Unimore logo AImageLab

AImageLab datasets


Diffusion-generated Deepfake Detection dataset (D3)

Keywords: deepfake detection, image generation

ELSA Deepfake benchmark

Keywords: deepfake detection, image generation


CarPatch, a novel synthetic benchmark of vehicles. In addition to a set of images annotated with their intrinsic and extrinsic camera parameters, the corresponding depth maps and semantic segmentation masks have been generated for each view.

Keywords: Synthetic vehicle dataset, NeRF, Volumetric rendering

INSECTT-SETA public Tranport Anomaly dataset

Long, untrimmed real-world surveillance videos with 11 realistic anomalies recorded with a series of CCTV cameras placed inside SETA buses. The datset has been acquired inside the INSECTT projcet and comprises: up to 5 cameras with multiple angles; 31 hours of video; divided in 182 sequence.

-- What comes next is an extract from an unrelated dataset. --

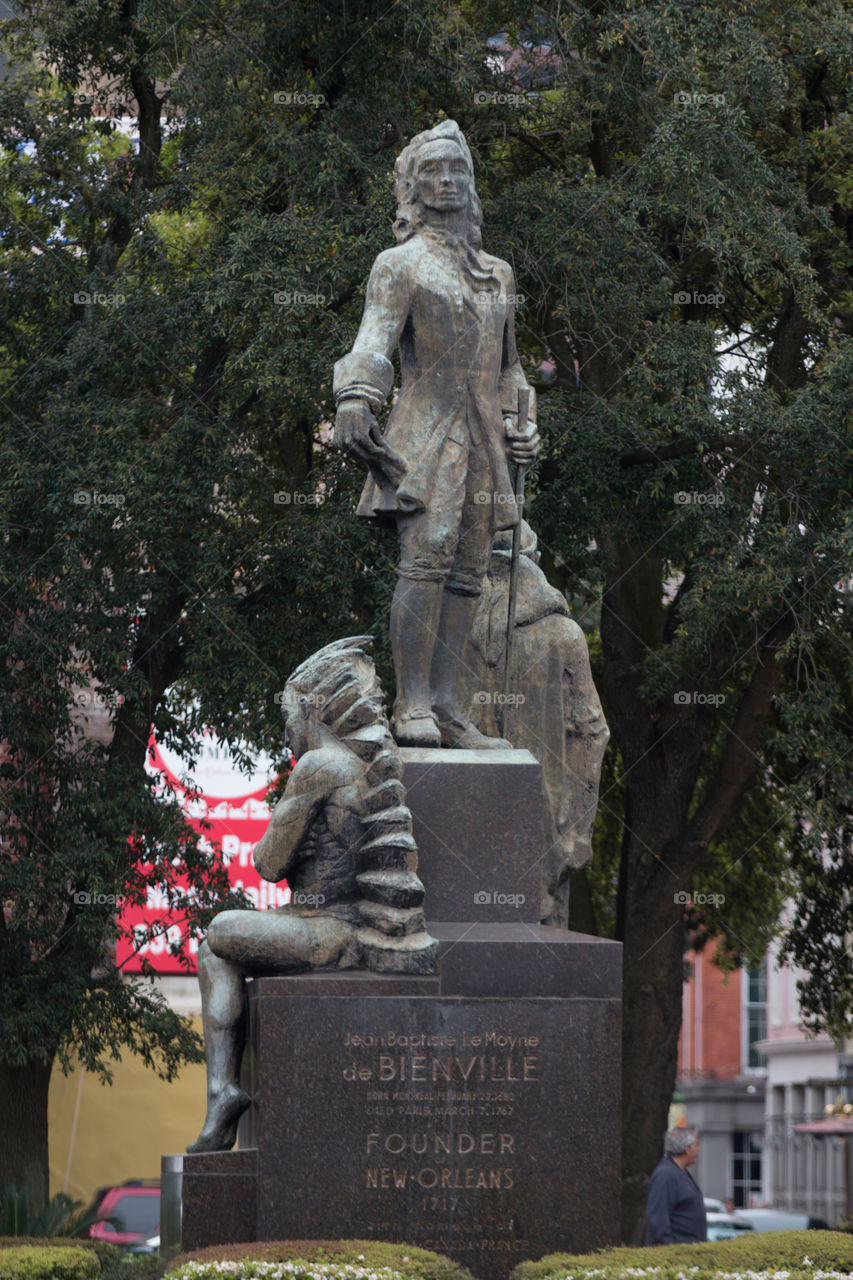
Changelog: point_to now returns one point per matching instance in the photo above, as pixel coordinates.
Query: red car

Keywords: Anomaly Detection, HBU, Public Transport

ArtGallery3D (AG3D)

ArtGallery3D (AG3D) is a 3D model of a museum for embodied exploration and navigation presenting unique features when compared to flats and offices contained in traditional embodied datasets. First, the dimension of the rooms drastically increases, and the same goes for the size of the building itself. In our 3D model, some rooms are as big as 20×15 meters, while the floor hosting the art gallery spans a total of 2,000 square meters. However, dimensions are not the only difference with current available 3D spaces. As a second factor, the presented gallery is incredibly rich in visual features, offering multiple paintings, sculptures, and rare objects of historical and artistic interest. 

The dataset contains also episodes for embodied exploration and navigation. For the navigation task, we annotate the position of most of the points of interest in the museum. Examples include numerous paintings, sculptures, and other relevant objects.

Keywords: Visual Navigation, Embodied AI, Simulated Environments, Visual Exploration

Spot the Difference

Spot the Difference is a dataset of 2D semantics occupancy maps (SOMs) in which the objects can be added, removed, and rearranged while the area and the position of architectural elements do not change. In fact, using semantic annotations in Gibson and Matterport3D dataset we consider categories that have a high probability of being displaced or removed in the real world and ignore non-movable semantic categories such as fireplaces, columns, and stairs.

The dataset contains also exploration episodes to train and evaluate an agent that is required to find the differences between the actual state of the map and an outdated version of it.

Keywords: Visual Navigation, Embodied AI, Semantic Occupancy Maps, Visual Exploration


SimBa is a collection of synthetic and real data for the robot pose estimation task in collaborative environments. Among several collaborative robots, we chose the Rethink Baxter, which moves respectively to a set of random pick-n-place locations on a table, assuming realistic poses. The dataset contains RGB-D images with annotations for the 3D joints and the pick-n-place locations. The synthetic part contains over 350k annotated RGB-D images, while the real part contains over 20k annotated RGB-D frames.

Keywords: Robot Pose Estimation, Synth/Real Dataset, RGB-D Data

Ludovico Antonio Muratori (LAM)

The Ludovico Antonio Muratori (LAM) dataset is the largest line-level HTR dataset to date and contains 25,823 lines from Italian ancient manuscripts edited by a single author over 60 years. The dataset comes in two configurations: a basic splitting and a date-based splitting which takes into account the age of the author. The first setting is intended to study HTR on ancient documents in Italian, while the second focuses on the ability of HTR systems to recognize text written by the same writer in time periods for which training data are not available.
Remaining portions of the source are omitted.